Personal information
- Full name: Ehrenfried Patzel
- Date of birth: 2 December 1914
- Place of birth: Chabařovice, Bohemia, Austria-Hungary
- Date of death: 8 March 2004 (aged 89)
- Place of death: Büdingen, Germany
- Position(s): Goalkeeper

Senior career*
- Years: Team / Apps / (Gls)
- 1932–1939: Teplitzer FK
- 1939–1942: 1. SV Jena
- 1942–1948: Offenbacher Kickers

International career
- 1934–1935: Czechoslovakia / 4 / (0)

Medal record
Representing Czechoslovakia
Men's Football
FIFA World Cup
| Runner-up | 1934 Italy |  |

= Ehrenfried Patzel =

Czech footballer (1914–2004)

Ehrenfried Patzel (Czech: Čestmír Patzel; 2 December 1914 – 8 March 2004 in Büdingen) was an Ethnic German football player from Czechoslovakia.

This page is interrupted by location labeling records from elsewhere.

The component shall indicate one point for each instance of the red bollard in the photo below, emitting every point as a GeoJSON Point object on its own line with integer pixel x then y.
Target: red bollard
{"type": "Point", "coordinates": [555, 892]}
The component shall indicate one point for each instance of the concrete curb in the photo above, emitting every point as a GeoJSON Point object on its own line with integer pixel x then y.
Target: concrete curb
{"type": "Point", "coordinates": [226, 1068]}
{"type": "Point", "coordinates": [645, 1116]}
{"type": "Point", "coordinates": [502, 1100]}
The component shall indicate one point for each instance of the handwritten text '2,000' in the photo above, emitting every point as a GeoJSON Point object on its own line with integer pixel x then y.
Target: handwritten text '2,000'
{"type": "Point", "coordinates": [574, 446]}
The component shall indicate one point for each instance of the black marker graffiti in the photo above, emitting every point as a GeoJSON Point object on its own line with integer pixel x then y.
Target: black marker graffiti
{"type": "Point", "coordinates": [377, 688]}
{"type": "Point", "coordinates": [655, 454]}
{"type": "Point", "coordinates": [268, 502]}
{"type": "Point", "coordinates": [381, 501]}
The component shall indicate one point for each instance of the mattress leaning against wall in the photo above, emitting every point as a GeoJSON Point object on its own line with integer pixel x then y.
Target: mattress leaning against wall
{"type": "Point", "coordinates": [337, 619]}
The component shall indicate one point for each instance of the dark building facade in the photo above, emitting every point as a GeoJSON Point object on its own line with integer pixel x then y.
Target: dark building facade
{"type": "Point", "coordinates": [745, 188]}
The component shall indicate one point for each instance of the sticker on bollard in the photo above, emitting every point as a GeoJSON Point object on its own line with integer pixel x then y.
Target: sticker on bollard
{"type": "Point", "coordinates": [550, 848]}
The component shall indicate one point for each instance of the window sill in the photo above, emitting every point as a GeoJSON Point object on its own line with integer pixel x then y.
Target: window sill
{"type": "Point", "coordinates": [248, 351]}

Patzel was born in Chabařovice. His mother Františka was Czech, his father Ferdinand was German.

He played for Teplitzer FK from 1932 to 1939. In 1939 Teplitzer team was dissolved by the Nazis and Patzel went to play for 1. SV Jena from 1939 to 1942 and for Offenbacher Kickers from 1942 to 1948.

He also played four matches for the Czechoslovak national team and was a participant at the 1934 FIFA World Cup.